Comme ses prédécesseurs, Louis le Pieux oeuvre à l'expansion de la chrétienté. Il décide d'envoyer des moines évangéliser les Scandinaves. Cette mission est confiée à un Picard, Anschaire (Ansgarius), appelé aussi plus logiquement Ansgar, mais aussi Anskar, Anschar ou Oscar, né vers 801 à Amiens et mort en 865 à Brême (Bremen). Ansgar est élevé à l'abbaye de Corbie, élève de célèbres professeurs, Paschase Radbert et Adalhard. Anschaire évangélise le Danemark mais déchante vite devant l'hostilité des Danois et voit la mort de son assistant, Augbert Après une expérience plus féconde en Suède, le moine est fait archevêque d'Hambourg et légat du pape auprès des Slaves et des Scandinaves. Anschaire fondera des hôpitaux, des écoles, particulièrement celle du monastère de Turholt, en Flandres, que lui confie Louis le Pieux.
 
En 833, l'empereur sera fait prisonnier dans l' abbaye de Saint-Médard-de-Soissons, par son fils Lothaire entré en rébellion contre lui (En 852, c'est Pépin II d'Aquitaine, frère et opposant au souverain qui y sera emprisonné, non sans avoir été tondu : celui-ci s'en évadera peu de temps après).
En Flandre, toujours, dans le Tournaisis (Nord, 59), l'abbaye Saint-Calixte de Cysoing, de l'Ordre de Saint Augustin, est fondée sur une terre prélevée sur le domaine royal, octroyée en 867 à Saint Evrard, duc de Frioul et époux de Gisèle, fille de l'empereur. Elle a complètement disparu à la Révolution.
 
C'est vers 738 qu'Egon, comte d'Aquitaine, fonde une abbaye dédiée à saint Martin. Très vite, au début du IXe siècle, l'abbaye est déjà en ruines : les bâtiments sont restaurés et 40 moines suivant la règle de saint Benoît y sont installés. Mais, vers 873, les Normands pillent et incendient l'abbaye, et le trésor que lui aurait donné Charlemagne lors de sa venue est volé. C'est Girard, comte de Bourges, qui reconstruira l'abbaye.

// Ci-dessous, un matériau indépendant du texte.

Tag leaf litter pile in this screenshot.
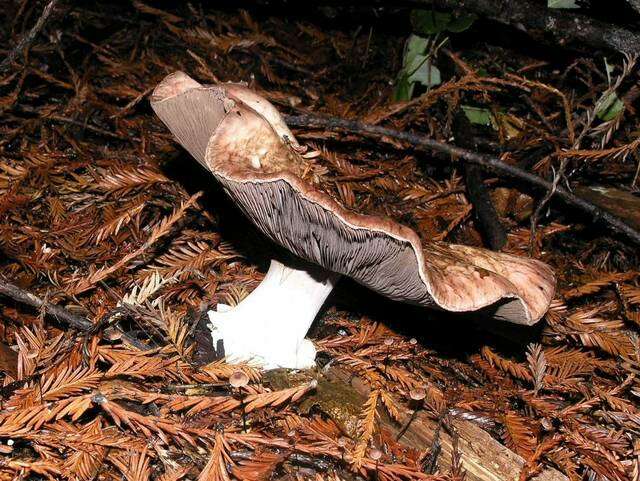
[0,1,640,481]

L'empereur étendra sa protection à différentes abbayes, dont le monastère de Menat, en Auvergne, et l'abbaye Sainte-Marie d'Arles. Au premier, il accorde divers privilèges, en confie la réforme à Benoît d'Aniane et lui confère le titre d'abbaye. Cette fondation remonterait à 480 environ, sous le règne de Clovis. Ménélée vient à Menat entre 685 et 690 et reconstruit le monastère détruit au cours des guerres de succession de Clotaire 1er. Il y instaurera la règle de saint Benoît. A Sainte-Marie d'Arles, fondée par un moine espagnol, Castellanus, sur d'antiques bains romains, Louis offre protection royale par une charte du 17 septembre 821.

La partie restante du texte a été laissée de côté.